1 ; an empty list is terminated (always empty)
2 [ ATTR < > ] => [ ATTR *null* ]
3 ; single item goes on FIRST attribute and REST is terminated
4 [ ATTR < a > ] => [ ATTR *list* & [ FIRST a,
5 REST *null* ] ]
6 ; items after the first go on (REST.)+FIRST
7 [ ATTR < a, b > ] => [ ATTR *list* & [ FIRST a,
8 REST [ FIRST b,
9 REST *null* ] ] ]
10 ; an empty list with ... is not terminated
11 [ ATTR < ... > ] => [ ATTR *list* ]
12 ; this also works with items on the list
13 [ ATTR < a, ... > ] => [ ATTR *list* & [ FIRST a,
14 REST *list* ] ]
15 ; the . delimiter allows a non-*list*, non-*null* value for the last REST
16 [ ATTR < a . #coref > ] => [ ATTR *list* & [ FIRST a,
17 REST #coref ] ]
Diff Lists
Diff lists are regular lists under a LIST attribute, and LAST points to the last item. Diff lists don't support the unterminated-list functionality of cons lists, but they allow for appending lists of arbitrary size (see GeFaqDiffList).
Type documentation
TDL definitions allow documentation strings ("docstrings") before any term in the top-level conjunction or before the terminating dot (.) character:
n_-_c_le := n_intr_lex_entry """Intransitive count noun (icn) <ex>The dog barked. <nex>Much dog bark.""".
Before docstrings became well-supported, LTDB supported documentation in comments (normally preceding the documented type):
Case sensitivity
Case Sensitive
Things inside quotes (NB: strings passed from TFS world into MRS can be treated as case insensitive in MRS processing (i.e. as predicate symbols, but not CARGs)
Case Insensitive
- Everything in TDL not inside of quotes.
- Lexicon look-up.
- Proper names?
- Acronyms?
- .. approach these with token-mapping (preserve the info, and then downcase anyway)
Unknown
- Orthographic subrules (agree: case sensitive, ACE: [intended] case insensitive)
Notes: Arguments for case insensitive include shouting (call caps); Arguments for case sensitive include the use of upper case vowels in vowel harmony languages (linguistic representations, not orthography)
Notes for implementation
DocStrings
Multiple docstrings may be present on a single definition, but only the first one encountered on a definition is considered its primary docstring, and implementers are free to store or discard the other doc strings as they see fit.
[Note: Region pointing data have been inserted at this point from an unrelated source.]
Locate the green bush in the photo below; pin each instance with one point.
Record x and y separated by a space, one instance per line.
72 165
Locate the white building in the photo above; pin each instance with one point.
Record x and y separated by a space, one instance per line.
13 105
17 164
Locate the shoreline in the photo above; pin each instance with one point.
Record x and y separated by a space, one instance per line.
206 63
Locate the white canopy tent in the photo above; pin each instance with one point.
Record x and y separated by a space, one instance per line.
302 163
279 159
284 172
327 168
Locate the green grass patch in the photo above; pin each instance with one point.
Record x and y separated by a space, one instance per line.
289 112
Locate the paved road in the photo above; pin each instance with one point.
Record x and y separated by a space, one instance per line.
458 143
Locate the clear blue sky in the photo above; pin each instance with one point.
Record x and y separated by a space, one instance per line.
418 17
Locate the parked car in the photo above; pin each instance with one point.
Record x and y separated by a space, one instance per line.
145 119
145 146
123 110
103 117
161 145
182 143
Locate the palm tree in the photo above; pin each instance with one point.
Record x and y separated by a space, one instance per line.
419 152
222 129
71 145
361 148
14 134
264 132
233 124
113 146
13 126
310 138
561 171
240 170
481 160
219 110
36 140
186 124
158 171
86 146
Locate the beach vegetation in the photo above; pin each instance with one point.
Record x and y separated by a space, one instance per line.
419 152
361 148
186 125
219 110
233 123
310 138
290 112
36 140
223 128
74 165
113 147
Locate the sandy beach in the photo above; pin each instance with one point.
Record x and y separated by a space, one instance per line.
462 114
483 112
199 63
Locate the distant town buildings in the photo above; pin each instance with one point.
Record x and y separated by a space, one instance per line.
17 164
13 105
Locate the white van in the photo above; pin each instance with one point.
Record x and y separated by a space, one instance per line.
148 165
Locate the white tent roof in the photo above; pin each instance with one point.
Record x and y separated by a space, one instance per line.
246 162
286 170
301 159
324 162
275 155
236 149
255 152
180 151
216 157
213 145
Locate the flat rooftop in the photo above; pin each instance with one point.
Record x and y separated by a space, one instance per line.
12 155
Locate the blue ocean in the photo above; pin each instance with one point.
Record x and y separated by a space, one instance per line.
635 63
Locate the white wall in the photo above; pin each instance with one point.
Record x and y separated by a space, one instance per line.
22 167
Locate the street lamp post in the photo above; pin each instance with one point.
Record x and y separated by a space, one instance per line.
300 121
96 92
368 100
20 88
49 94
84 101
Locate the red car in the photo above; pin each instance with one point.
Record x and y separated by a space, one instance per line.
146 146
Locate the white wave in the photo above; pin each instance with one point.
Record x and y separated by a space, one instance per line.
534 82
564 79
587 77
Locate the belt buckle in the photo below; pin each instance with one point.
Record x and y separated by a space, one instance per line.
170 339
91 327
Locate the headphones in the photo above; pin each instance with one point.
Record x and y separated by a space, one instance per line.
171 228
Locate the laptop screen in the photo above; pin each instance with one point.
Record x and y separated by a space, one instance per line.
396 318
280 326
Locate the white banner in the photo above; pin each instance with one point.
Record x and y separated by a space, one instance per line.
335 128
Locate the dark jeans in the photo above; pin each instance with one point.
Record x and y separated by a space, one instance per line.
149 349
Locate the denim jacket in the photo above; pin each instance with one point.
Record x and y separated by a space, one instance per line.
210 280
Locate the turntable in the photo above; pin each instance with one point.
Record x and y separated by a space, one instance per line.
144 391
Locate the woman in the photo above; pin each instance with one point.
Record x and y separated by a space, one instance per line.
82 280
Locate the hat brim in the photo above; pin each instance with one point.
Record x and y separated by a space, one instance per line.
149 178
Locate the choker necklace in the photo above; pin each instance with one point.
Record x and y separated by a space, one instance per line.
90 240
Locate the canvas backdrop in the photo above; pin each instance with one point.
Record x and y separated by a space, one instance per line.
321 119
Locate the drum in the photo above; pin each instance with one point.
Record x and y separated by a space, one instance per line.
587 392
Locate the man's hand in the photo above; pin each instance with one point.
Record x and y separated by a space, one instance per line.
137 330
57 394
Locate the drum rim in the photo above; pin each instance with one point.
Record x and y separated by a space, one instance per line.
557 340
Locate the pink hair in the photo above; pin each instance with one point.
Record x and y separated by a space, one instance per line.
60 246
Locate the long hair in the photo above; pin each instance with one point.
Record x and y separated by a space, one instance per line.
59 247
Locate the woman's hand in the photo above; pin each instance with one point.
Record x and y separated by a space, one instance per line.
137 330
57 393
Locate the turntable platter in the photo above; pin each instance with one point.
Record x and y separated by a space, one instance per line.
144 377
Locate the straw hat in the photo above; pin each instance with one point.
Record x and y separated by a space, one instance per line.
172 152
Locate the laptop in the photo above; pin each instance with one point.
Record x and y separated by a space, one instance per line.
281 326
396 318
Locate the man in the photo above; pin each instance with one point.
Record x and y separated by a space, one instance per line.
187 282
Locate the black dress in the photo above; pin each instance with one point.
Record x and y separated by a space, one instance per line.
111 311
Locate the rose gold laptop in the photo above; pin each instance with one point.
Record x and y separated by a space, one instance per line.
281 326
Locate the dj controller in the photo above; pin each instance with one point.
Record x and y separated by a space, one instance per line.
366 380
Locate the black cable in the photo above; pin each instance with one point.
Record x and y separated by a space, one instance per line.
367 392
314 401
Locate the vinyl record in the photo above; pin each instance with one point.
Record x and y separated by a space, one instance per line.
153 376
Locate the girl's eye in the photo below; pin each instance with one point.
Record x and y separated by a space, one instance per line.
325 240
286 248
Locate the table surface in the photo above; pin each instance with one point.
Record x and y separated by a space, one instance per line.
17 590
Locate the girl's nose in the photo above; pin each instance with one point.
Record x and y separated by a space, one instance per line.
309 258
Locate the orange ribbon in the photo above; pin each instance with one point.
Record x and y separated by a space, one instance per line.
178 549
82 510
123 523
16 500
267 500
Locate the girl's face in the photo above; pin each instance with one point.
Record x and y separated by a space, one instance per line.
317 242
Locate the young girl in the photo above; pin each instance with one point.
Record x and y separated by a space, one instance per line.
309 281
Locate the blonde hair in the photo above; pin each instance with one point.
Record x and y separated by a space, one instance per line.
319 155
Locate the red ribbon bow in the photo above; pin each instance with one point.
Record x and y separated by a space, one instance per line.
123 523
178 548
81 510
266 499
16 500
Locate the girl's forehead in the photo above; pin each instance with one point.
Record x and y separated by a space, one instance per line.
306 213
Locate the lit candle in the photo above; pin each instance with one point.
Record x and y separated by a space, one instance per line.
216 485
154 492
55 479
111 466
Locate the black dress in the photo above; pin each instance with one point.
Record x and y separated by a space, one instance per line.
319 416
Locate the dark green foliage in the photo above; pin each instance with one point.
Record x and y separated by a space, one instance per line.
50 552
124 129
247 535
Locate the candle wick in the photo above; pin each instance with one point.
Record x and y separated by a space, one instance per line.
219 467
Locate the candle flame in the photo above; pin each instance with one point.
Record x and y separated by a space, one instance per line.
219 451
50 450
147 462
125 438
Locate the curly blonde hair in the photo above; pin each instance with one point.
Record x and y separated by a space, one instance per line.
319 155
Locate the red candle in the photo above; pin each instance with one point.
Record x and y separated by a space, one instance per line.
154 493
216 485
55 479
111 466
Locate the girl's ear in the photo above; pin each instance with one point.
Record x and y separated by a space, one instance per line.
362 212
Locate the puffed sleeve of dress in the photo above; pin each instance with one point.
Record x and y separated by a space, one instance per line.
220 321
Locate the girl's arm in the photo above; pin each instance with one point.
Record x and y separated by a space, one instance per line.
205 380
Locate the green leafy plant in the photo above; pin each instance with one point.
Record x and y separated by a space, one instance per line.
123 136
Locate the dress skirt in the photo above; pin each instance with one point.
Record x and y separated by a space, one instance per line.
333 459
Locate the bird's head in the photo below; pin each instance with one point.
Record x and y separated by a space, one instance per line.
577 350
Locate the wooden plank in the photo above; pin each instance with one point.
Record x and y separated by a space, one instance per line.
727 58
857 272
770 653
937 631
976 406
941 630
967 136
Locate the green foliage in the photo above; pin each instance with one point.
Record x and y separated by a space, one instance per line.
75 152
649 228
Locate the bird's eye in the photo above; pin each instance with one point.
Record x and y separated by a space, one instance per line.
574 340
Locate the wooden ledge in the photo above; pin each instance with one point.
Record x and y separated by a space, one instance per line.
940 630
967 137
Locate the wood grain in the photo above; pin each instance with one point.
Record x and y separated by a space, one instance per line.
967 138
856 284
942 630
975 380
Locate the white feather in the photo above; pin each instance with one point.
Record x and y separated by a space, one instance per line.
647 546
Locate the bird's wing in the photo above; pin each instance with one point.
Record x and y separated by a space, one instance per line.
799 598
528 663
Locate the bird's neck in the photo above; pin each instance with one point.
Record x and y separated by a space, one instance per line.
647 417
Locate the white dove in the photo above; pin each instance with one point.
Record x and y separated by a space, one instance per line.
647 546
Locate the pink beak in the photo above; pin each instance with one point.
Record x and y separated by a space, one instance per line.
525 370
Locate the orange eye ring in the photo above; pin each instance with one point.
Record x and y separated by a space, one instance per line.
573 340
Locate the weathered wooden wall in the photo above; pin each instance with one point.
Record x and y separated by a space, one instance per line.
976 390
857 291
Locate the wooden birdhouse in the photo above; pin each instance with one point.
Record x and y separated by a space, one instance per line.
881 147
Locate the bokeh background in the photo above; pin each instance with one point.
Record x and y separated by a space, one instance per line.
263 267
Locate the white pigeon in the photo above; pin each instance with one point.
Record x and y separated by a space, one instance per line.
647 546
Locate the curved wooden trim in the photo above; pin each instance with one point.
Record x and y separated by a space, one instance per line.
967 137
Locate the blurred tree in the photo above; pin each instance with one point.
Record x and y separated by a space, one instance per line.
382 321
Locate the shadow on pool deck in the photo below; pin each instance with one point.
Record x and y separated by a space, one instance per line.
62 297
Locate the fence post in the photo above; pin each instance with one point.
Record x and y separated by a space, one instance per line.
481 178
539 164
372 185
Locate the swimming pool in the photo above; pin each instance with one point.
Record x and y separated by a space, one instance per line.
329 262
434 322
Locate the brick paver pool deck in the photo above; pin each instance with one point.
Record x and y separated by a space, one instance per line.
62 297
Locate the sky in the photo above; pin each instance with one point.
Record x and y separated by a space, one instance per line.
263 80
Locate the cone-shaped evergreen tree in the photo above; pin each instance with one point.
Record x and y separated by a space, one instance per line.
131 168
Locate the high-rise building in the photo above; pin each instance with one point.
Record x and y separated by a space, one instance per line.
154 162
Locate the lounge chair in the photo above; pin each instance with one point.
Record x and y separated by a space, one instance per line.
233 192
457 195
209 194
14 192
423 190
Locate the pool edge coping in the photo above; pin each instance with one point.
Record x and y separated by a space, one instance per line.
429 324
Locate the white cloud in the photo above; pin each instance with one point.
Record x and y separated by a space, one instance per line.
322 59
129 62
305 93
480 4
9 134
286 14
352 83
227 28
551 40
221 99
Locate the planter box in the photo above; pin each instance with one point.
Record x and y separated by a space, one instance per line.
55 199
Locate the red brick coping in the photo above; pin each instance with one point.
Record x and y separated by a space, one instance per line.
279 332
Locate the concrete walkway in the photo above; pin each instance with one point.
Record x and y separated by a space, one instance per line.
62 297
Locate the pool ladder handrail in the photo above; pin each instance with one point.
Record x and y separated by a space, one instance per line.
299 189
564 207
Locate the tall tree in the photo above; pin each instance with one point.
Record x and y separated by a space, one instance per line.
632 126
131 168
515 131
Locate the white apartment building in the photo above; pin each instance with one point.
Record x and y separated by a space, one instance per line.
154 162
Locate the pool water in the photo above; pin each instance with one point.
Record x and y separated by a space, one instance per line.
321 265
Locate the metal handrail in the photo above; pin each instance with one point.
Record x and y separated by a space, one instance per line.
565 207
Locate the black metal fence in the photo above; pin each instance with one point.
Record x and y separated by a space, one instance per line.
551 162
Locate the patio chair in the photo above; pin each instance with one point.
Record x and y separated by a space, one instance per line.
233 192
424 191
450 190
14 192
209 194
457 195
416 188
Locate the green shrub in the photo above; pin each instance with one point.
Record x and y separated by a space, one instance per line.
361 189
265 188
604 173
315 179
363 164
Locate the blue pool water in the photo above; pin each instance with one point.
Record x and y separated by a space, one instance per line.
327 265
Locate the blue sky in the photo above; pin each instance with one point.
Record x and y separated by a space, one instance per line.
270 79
Docstrings on type-addenda should be concatenated with a newline to the previous docstring(s), or appended to a list of docstrings, associated with the type.
Comments
The syntax description above allows for comments anywhere that separating whitespace is allowed (not including those within strings, regular expressions, letter sets, etc.). This includes within a dotted attribute path (e.g., [ SYNSEM #| comment |# . #| comment |# LOCAL ... ]), although grammar developers may want to use this flexibility sparingly.
Open Questions
1. The ^ character is used to signal "expanded-syntax" in the LKB, but is this only used for regular expressions? Are there other expanded syntaxes? Do non-LKB processors support them? (see this thread on the 'developers' mailing list)
2. Are instances distinguishable from types? Are they (other other entities) restricted to having exactly one supertype?